It was undoubtedly this character of the new ideal which caused it, in the primal age of Christianity, to make such strong appeal to the common people, to the despised and lowly, to the broken and humble in spirit, in the aristocratically graded society of the ancient world.

Creation of specific types through modifications of the general ideal

The Christian ideal of excellence has fulfilled itself in many ways; that is, different types have arisen through the shifting in rank of the virtues constituting the ideal, through the incorporation of pagan elements, through racial influence, and through the reaction upon the ideal of the changing intellectual, political, and economic environment.

Generally these specific forms of the ideal have been created by an exaggerated enthusiasm for one or another particular virtue of the standard, which has caused this special virtue so to overshadow all the others, save the indispensable one of correct belief, as to bring into existence a distinctive Christian type. Thus through the exaltation of the virtue of chastity there arose in the early Church the ascetic type of excellence, which for several centuries inspired unbounded moral enthusiasm and drew away into the desert and into the seclusion of the cloister great multitudes of both men and women; later, through the reaction upon the Church of the pagan and barbarian world it had nominally converted, and through the incorporation into the ideal of a number of heathen virtues, there came into existence a composite type of character—a combination of the virtues of the saint and the virtues of the hero—known as the chivalric ideal, which colored the events of European history from the ninth to the fourteenth century; and still later, through the suppression of some of the distinctive virtues of the Roman Catholic type of excellence and a fresh emphasis laid upon others, there was created the Protestant type of moral character, which has given a special cast to the theological morality of a large section of modern Christendom.

Limitations and defects of the ideal

That we may better be prepared to follow intelligently the various phases of the moral history of the Christian centuries, to the tracing of which the remaining chapters of this volume will be devoted, there is need that to the brief description we have now given of the chief virtues making up the ideal which was to give guidance to the moral life of the European peoples, we add a word concerning its limitations and defects, since these negative qualities of the ideal have exercised an influence scarcely less decisive than its positive qualities in making the history of the Christian world what it has been—a history, on the whole, of inspiring moral progress, yet a history of moral losses as well as of moral gains.

The first limitation of the ideal which we notice is its practical exclusion of those civic, patriotic duties and virtues which had been so highly esteemed by both the Greeks and the Romans.

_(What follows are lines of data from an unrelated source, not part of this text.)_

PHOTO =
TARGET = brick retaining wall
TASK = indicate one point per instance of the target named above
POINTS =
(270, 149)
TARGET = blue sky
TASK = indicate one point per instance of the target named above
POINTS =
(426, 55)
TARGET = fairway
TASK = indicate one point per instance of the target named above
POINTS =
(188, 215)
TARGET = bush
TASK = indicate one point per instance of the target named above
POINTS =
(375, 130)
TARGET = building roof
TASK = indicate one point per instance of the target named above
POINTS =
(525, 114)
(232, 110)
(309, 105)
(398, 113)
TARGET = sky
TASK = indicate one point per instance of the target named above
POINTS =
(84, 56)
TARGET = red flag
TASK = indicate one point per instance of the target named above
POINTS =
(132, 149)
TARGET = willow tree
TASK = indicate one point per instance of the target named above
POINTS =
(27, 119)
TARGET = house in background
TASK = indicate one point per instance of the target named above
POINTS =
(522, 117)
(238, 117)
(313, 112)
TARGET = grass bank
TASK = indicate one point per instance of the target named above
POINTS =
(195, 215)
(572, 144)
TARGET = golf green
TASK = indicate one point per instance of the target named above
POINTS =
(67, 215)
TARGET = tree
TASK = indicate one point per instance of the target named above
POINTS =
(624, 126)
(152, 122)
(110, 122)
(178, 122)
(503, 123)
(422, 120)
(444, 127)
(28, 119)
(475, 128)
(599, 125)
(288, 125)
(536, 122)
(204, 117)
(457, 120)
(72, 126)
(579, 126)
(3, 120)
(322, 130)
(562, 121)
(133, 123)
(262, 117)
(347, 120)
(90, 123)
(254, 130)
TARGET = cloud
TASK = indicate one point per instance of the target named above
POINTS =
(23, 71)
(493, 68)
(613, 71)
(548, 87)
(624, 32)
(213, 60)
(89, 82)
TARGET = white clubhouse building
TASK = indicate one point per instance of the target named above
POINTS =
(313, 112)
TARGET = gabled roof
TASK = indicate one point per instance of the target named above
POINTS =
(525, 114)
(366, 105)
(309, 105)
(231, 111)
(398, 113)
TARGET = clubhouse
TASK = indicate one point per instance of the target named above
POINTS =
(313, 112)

Man was henceforth to be the citizen of no earthly city, but of a heavenly city whose builder and maker is God. We can easily understand how this new conception of life, which transferred all its chief interests to another world, which substituted the Church—symbolized in accordance with the modes of thought of the time as “the city of God”—for the ancient city state as the object of moral enthusiasm and self-devotion, should leave no place for those civic, military, and heroic virtues that had constituted the very soul of the morality of classical antiquity.

A second limitation of the ideal is its neglect of the intellectual virtues, which by the Greeks had been assigned such a high place in their ethical standard.[637] The slighting of this important domain of ethics by Christian theology arose naturally from its exaltation of faith above reason, and from its assumption that in the revealed word the Church was already in possession of all knowledge really essential to man’s welfare and salvation.[638]

But the chief defect of the ideal, the lamentable historical consequences of which we shall witness later, is, as we have already pointed out, in its making the acceptance of all the articles of a given creed an indispensable virtue. In assigning orthodox belief this place in the ideal of moral goodness, theological ethics has marred Christian morality by fostering the faults of intolerance and intellectual insincerity. This dogma inspired in the Church, as soon as it became powerful, a persecuting spirit, and made Christianity for centuries something altogether alien to its real genius and spirit—one of the most intolerant of the world’s religions. At the same time this dogma, by making religious unbelief and nonconformity a sin so heinous as to be worthy of death by the most exquisite torture, and of everlasting punishment in the hereafter, discouraged intellectual veracity and open-mindedness, and fostered the vice of insincere conformity, which, more than any other fault, has marred Church morality from the end of the early age of the martyrs to the present day.